Machine Learning from Scratch in Elixir
April 8, 2023
It’s an exciting time for machine learning. What get’s me most excited though is the ability to easily leverage machine learning for building product features. The Elixir community has recently made big strides in making this easy. Tools like Nx, Axon, and Bumblebee make it easy to integrate machine learning into Elixir applications. If you’re anything like me though you may find it difficult to use these tools because you lack intuition on how they work under the hood. Let’s explore machine learning in Elixir without these tools.
Predict
So how do you “do” machine learning? The first thing to understand is that machine learning is all about making predictions. We might be trying to predict the price of a stock tomorrow, whether an image contains a cat, or which set of pixels should represent a sentence. All machine learning follows the same three steps: Predict, Compare, and Learn.To start making predictions we need to create, or otherwise acquire, a machine learning model and then pass it input data to make predictions. This is our first machine learning model:
input * weight = prediction
Simple right? You can think of
input
here as the information we know,
weight
as the information the model has learned, and
prediction
the information we want to know.
Let’s turn this model into Elixir code.
defmodule Model do
def run(input, weight) do
input * weight
end
end
Let’s make some predictions! What should we predict? Let’s try to predict how much money a movie will make based on its budget. Our input will be the budget, $100,000, and the weight we use will be 2.5. We’ll talk much more about how to pick a weight later.
Model.run(100_000, 2.5)
250000.0
Our model tells us that a film with a $100,000 budget will make $250,000! Is this a good prediction? Probably not but how do we know?
Compare
It’s critical that we have a way to calculate how accurate our predictions are. If we don’t know how wrong our model is we can’t know how to improve it. To assess how accurate our model is we run it for an input that we already know the correct output for.Let’s look up a movie that actually had a $200,000 budget and compare its world wide gross to what our model predicted. According to IMDB, Mad Max, released in 1980, had a budget of $200,000 and made a total of $99,750,000
input = 200_000
weight = 2.5
known_result = 99_750_000
prediction = Model.run(input, weight)
delta = prediction - known_result
error = (prediction - known_result) ** 2
IO.puts("Delta: #{delta}")
IO.puts("Error: #{error}")
Delta: -9.925e7
Error: 9.8505625e15
The
delta
tells us how far off our prediction is. We also calculate an
error
value. We will need the error value when we talk about training. For now it’s enough to know that there exist multiple ways to calculate error and the one we are using here is known as “mean squared error”.

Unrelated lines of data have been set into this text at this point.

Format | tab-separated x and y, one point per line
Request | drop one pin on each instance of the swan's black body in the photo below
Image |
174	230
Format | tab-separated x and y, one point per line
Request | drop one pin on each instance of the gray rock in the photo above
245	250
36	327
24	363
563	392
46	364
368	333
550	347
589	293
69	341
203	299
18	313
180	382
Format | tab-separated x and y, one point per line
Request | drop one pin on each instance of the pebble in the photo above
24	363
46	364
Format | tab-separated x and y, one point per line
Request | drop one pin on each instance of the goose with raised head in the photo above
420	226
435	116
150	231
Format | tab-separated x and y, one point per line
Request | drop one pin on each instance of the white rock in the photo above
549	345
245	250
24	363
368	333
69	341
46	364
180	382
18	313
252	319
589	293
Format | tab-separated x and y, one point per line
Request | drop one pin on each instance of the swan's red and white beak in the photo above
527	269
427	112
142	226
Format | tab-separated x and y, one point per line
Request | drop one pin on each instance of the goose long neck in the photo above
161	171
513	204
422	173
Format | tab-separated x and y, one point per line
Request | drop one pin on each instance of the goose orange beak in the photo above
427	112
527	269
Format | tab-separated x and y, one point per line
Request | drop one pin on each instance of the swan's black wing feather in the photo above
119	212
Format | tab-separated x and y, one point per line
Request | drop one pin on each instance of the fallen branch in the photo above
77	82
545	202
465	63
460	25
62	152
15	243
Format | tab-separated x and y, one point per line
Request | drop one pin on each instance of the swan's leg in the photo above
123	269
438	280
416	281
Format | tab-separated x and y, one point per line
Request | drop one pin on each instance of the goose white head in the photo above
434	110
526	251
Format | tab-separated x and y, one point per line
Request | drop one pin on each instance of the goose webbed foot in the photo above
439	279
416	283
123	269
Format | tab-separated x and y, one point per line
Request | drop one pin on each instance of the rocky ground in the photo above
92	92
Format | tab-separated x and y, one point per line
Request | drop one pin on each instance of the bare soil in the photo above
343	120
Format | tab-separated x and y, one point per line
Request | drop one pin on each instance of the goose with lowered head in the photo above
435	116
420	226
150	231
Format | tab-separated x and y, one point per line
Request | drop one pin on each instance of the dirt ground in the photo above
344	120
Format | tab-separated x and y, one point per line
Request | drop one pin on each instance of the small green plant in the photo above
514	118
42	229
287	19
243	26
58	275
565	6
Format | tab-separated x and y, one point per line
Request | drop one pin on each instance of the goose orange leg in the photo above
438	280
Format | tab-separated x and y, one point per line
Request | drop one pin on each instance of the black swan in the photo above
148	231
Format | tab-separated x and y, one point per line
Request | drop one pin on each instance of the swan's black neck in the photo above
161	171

Clearly our model isn’t very good if it is resulting in such a high error value. We need to adjust our
weight
value based on what we just
learned from this example.
Learn
The learning part of “Machine Learning” is all about updating ourweight
based on the
error
we calculate from making a prediction. Our model “learns” by making predictions and updating the
weight
until our
error
gets to 0. As with calculating error there exist multiple ways to calculate the amount to change the weight. The method we will use here is called gradient decent and it’s much simpler than it sounds.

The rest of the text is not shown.